Independent Financial Advisers (IFAs) have largely dismissed the threat. Robo-advisers have been a distraction versus a challenge because they have been too small. John Wise, co-founder, CEO and chairman of InvestCloud said: “This was because robo-advisers had been fighting and winning in the mass affluent market. IFAs aren’t focused here because they cannot profitably service them. These small accounts have simple allocation concerns – which can be easily satisfied by simple model portfolios, allocating into simple fund buckets of assets.

“Yet robo-advisers have helped traditional advisers by growing new investors that will then ‘graduate’ to a proper advice relationship. But that might change.”

Upward mobility

Wise said: “Robo-advisers are becoming more aggressive and sophisticated. Tools are smarter. They offer more holistic asset views that – by linking to external accounts – are increasingly reliable and comprehensive. They are providing better views of their assets and more bespoke ways for making investment decisions. Take Wealthfront’s recent decision to offer its Path planning tool for free. No investment balance required. Why is this important? Path raised the bar by moving into retirement planning. It offers the forward-looking income, cashflow and retirement views previously owned by professional advisers. Path makes Monte Carlo scenario analysis easy to do and available to all.

“There is another – perhaps greater – threat from the largest D2C custodians for advisers. Schwab and Fidelity have grown their hybrid offerings, which are proving successful because of greater brand loyalty compared to robo-advisers. Along with hybrid offerings from large banks and wirehouses, one is left with the conclusion that what was just an experiment a few years ago is now a successful, rooted service strategy.

The right response

Wise said: “What is the response? This is no longer a binary decision due to recent maturity in the fintech space. The only limits are creativity and how bespoke the digital offering must be, no matter the size of the firm.
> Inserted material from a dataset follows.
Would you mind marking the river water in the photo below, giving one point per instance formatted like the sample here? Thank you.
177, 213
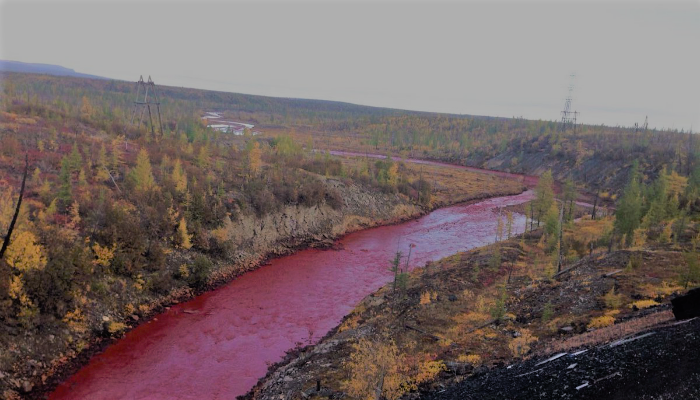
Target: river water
223, 343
“Having helped hundreds of wealth managers and IFAs integrate automated services and advice into their current service models, InvestCloud has a unique perspective. One being firms that succeed are those that offer a clearly defined services model. Digital cannot be an afterthought. Digital is not just about adding a low-cost way for millennials and Gen Xers to access services. The convenience of digital self-service options is something which all clients have shown preference. It must be in addition to personal advice, across generations and personal assets (Mass, HNW, VHNW,…).

“A successful digital and direct strategy gives traditional advisers a means to protect against the threat of asset loss when their primary client passes. Heirs often take the money to other advisers. Engaging them digitally can provide a path to retention. Low-cost automation provides a practical means for establishing family relationships while the parents are still alive. Beyond asset retention, it means deeper relationships with clients to engage holistically in their family context, rather than solely as individuals. Behavioural science deployed with digital provides community dynamics across families and friends. This provides retention and growth to an advisor.

“It may have been prudent to delay the response to the rise of robo-advisers until now. But continuing to do so presents serious competitive risks.’

The threats of pure robo-advisers getting smarter, along with increasing hybrid offerings from banks, custodians and wirehouses, now means that staying old school is no longer a viable strategy.

Wise said: “Robo-advice, or what InvestCloud calls Digital Advice, is available to any wealth manager from millions to billions. The sophistication of the digital dialogue is driven by digital and investment savviness, not age. All clients need to be digitally addressed to provide digital empathy – InvestCloud’s Program Writing Programs enable our clients to have endless personas for digital empathy. This builds the transparency and trust that will provide client retention and growth.”